Jika Harga Gabah Anjlok, Petani Semakin Jeblok
Musim panen area Jawa Timur bagian barat telah dimulai. Salah satunya kota Ngawi. Ketika panen tiba, wajah riang dan bersemangat senantiasa menghiasi para petani. Namun, kali ini lain. Para petani justru merasa resah. Pasalnya harga gabah yang digadang – gadang membaik tak kunjung datang. Justru nilainya semakin menurun. Penjualan gabah basah hanya dihargai Rp 3.800,00/kg. Padahal panen sebelumnya bisa mencapai Rp 4.500,00/kg.
Penurunan harga ini akan terus berlanjut jika dibiarkan. Biasanya semakin banyak panenan akan semakin murah. Hasil panen kali ini dinilai tidak menguntungkan jika dibandingkan dengan biaya penanaman dan perawatan padi. Belum lagi jika tenaga yang dipakai adalah tenaga bayaran. Dan airnya juga beli. Apalagi pupuk yang sering sulit didapat dan harganya sering di atas harga pasar. Wajah petani akan semakin mengkerut.
Penurunan harga ini bisa karena pengaruh hukum pasar yaitu suplly and demand (penawaran dan permintaan). Jumlah stok di pasaran cukup melimpah disebabkan panen raya, sedang jumlah permintaan tetap. Dengan banyaknya barang, maka mengakibatkan turunnya harga gabah. Hal ini berimbas pada penggilingan gabah juga menurun. Jika dibiarkan terus menerus, petani bisa rugi. Setelah panen malah gigit jari.
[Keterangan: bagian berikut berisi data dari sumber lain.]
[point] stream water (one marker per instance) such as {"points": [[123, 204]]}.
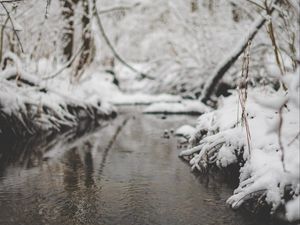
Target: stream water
{"points": [[125, 173]]}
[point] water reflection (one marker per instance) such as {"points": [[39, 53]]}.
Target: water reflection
{"points": [[124, 173]]}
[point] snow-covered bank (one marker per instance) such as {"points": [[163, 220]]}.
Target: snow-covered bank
{"points": [[29, 105], [265, 143], [142, 99]]}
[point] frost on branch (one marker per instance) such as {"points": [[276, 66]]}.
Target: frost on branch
{"points": [[269, 170]]}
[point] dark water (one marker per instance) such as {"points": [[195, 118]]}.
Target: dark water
{"points": [[124, 173]]}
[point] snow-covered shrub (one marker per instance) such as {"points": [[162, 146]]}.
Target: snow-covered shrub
{"points": [[265, 142]]}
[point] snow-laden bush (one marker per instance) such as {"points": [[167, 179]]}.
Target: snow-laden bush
{"points": [[265, 142], [30, 104]]}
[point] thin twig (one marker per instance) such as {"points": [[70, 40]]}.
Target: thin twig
{"points": [[118, 8], [280, 135], [118, 57], [13, 26], [66, 65]]}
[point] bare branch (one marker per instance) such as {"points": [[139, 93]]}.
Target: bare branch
{"points": [[13, 26]]}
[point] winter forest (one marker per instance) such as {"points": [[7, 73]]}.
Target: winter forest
{"points": [[136, 112]]}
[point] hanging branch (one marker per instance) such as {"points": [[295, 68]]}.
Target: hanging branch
{"points": [[12, 24], [117, 56], [226, 64]]}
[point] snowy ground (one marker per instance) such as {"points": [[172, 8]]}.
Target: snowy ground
{"points": [[265, 142]]}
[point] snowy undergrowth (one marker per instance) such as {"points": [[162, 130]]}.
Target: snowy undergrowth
{"points": [[30, 104], [267, 151]]}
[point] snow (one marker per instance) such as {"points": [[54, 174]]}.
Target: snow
{"points": [[183, 107], [293, 209], [221, 135], [185, 130], [142, 99]]}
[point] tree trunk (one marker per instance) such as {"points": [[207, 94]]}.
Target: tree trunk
{"points": [[86, 38], [68, 30]]}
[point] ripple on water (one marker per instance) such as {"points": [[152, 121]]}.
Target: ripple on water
{"points": [[124, 174]]}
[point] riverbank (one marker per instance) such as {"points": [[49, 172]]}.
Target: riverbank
{"points": [[261, 135]]}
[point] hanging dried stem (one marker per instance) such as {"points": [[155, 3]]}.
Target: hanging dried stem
{"points": [[280, 135], [243, 93]]}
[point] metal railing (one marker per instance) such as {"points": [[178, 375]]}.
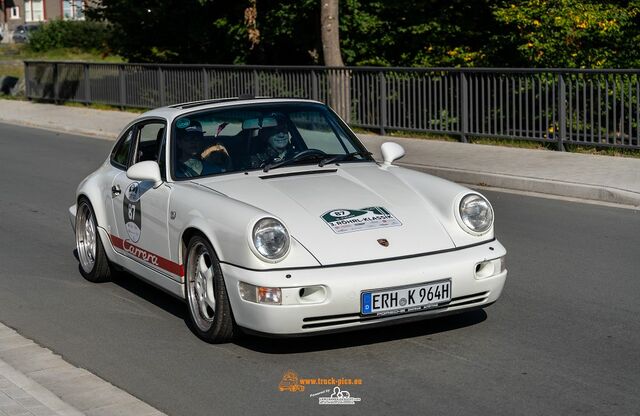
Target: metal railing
{"points": [[591, 107]]}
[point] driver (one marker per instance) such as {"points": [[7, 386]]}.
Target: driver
{"points": [[279, 147]]}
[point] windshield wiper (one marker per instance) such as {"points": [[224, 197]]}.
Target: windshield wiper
{"points": [[342, 158], [306, 154]]}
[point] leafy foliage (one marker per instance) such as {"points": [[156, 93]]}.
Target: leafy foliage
{"points": [[467, 33], [57, 34], [571, 33]]}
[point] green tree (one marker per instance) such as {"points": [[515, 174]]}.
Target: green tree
{"points": [[179, 31], [570, 33]]}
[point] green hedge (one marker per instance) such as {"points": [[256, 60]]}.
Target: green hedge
{"points": [[83, 35]]}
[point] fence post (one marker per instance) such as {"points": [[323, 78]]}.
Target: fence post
{"points": [[383, 102], [27, 80], [256, 83], [56, 88], [161, 89], [205, 78], [87, 85], [562, 112], [122, 89], [314, 86], [464, 107]]}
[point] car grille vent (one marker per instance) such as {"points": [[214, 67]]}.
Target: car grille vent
{"points": [[334, 320]]}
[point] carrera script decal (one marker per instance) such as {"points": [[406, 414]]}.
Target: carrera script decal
{"points": [[350, 220], [131, 210], [147, 256]]}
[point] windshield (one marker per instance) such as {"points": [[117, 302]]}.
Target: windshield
{"points": [[261, 136]]}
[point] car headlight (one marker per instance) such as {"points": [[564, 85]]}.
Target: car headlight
{"points": [[270, 239], [476, 214]]}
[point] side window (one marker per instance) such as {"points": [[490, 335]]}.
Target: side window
{"points": [[120, 154], [150, 139]]}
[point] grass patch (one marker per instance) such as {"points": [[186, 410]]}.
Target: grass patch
{"points": [[602, 151]]}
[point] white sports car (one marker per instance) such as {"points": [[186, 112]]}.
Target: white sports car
{"points": [[268, 215]]}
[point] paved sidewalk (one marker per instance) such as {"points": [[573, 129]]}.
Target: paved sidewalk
{"points": [[36, 382], [600, 178]]}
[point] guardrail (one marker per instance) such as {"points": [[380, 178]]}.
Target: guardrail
{"points": [[591, 107]]}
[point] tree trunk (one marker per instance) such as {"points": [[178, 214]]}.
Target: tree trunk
{"points": [[339, 83], [329, 20]]}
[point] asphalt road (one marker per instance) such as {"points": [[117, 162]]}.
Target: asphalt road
{"points": [[563, 339]]}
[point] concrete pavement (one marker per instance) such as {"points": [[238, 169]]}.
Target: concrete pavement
{"points": [[36, 382], [599, 178]]}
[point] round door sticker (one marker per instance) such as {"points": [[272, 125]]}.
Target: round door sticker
{"points": [[132, 212]]}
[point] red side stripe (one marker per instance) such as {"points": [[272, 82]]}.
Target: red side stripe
{"points": [[147, 256]]}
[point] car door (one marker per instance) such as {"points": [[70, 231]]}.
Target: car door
{"points": [[140, 210]]}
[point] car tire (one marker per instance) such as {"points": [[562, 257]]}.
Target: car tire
{"points": [[209, 310], [94, 265]]}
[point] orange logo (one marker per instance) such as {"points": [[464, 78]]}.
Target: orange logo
{"points": [[290, 382]]}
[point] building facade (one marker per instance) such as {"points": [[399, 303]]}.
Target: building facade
{"points": [[18, 12]]}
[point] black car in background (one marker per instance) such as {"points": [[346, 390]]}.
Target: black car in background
{"points": [[22, 32]]}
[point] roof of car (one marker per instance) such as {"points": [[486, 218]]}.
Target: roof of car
{"points": [[175, 110]]}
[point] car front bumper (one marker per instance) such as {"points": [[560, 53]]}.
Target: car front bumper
{"points": [[339, 307]]}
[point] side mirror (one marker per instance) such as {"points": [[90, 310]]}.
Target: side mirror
{"points": [[391, 152], [145, 171]]}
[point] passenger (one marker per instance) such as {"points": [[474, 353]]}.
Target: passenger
{"points": [[192, 161], [279, 147]]}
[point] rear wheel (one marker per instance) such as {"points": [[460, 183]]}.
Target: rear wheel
{"points": [[207, 299], [94, 265]]}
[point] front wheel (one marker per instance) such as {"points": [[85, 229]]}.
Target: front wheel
{"points": [[207, 299], [94, 265]]}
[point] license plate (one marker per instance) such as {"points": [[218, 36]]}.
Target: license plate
{"points": [[405, 299]]}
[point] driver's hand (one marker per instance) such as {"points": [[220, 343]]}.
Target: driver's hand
{"points": [[214, 149]]}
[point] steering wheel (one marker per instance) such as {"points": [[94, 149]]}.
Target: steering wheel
{"points": [[309, 152]]}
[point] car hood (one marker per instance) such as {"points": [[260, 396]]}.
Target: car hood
{"points": [[355, 212]]}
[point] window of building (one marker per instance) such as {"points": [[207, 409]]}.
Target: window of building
{"points": [[73, 9], [34, 10]]}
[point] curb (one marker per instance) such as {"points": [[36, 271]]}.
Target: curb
{"points": [[63, 388]]}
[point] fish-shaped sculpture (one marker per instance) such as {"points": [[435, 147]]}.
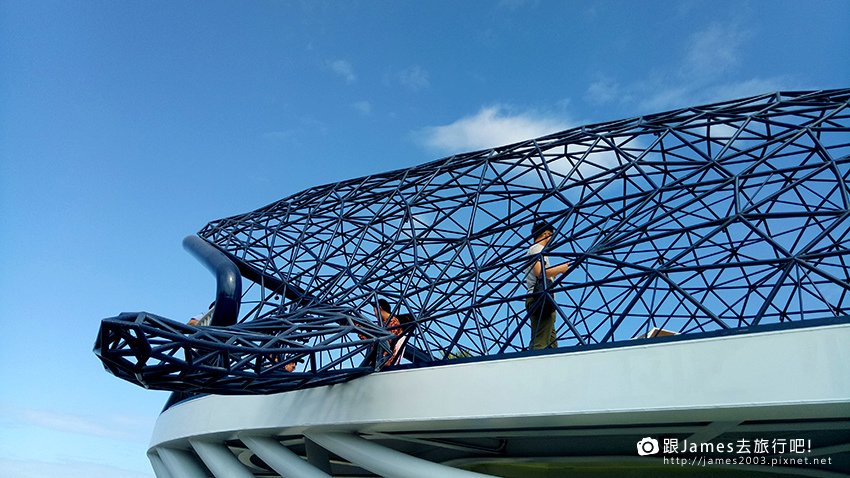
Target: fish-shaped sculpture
{"points": [[703, 219]]}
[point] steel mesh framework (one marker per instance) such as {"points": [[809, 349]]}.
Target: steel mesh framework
{"points": [[715, 217]]}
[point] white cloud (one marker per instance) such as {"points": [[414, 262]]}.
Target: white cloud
{"points": [[707, 72], [488, 128], [343, 69], [603, 91], [65, 469], [414, 78], [363, 107], [126, 427], [714, 50]]}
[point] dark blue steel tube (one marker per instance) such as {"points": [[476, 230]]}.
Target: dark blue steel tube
{"points": [[228, 281]]}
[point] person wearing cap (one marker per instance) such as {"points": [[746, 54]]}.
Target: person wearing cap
{"points": [[542, 318]]}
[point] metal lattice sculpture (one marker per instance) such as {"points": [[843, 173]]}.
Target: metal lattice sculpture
{"points": [[717, 217]]}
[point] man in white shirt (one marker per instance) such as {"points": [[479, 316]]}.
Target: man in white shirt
{"points": [[542, 320]]}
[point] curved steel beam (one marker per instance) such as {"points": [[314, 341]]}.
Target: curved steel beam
{"points": [[228, 281]]}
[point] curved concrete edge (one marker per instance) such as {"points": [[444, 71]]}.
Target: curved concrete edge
{"points": [[720, 378]]}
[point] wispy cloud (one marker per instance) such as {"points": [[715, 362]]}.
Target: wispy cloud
{"points": [[126, 427], [363, 107], [488, 128], [65, 469], [715, 50], [707, 72], [603, 91], [414, 78], [343, 69]]}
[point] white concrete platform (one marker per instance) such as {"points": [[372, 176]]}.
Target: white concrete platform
{"points": [[562, 411]]}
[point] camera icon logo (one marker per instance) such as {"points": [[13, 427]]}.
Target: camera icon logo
{"points": [[647, 446]]}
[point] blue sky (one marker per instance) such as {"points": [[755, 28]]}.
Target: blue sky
{"points": [[125, 126]]}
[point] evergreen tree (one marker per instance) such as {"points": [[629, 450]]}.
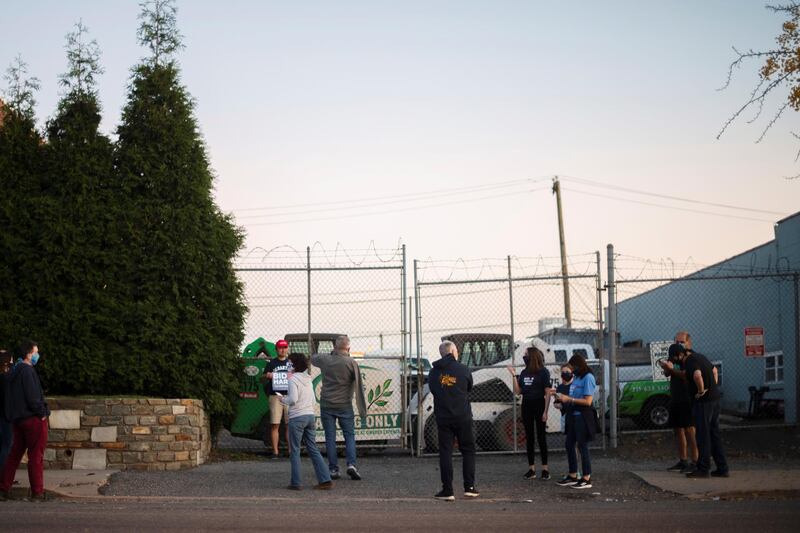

Masalah ini perlu diselesaikan. Dalam Islam pemerintah memang tidak boleh mematok harga. Namun, pemerintah bisa mengeluarkan kebijakan dengan mengatur distribusi barang. Melalui Bulog, dapat melakukan penyerapan hasil panen. Gabah atau beras dibeli dan disimpan oleh Bulog, agar bisa dipergunakan untuk memenuhi kebutuhan masyarakat saat minim jumlah bahan pangan. Atau bisa dialokasikan ke daerah – daerah kekurangan, sehingga distribusi berjalan lancar. Dengan begitu harga gabah di petani akan berangsur naik. Sehingga petani tidak akan rugi banyak.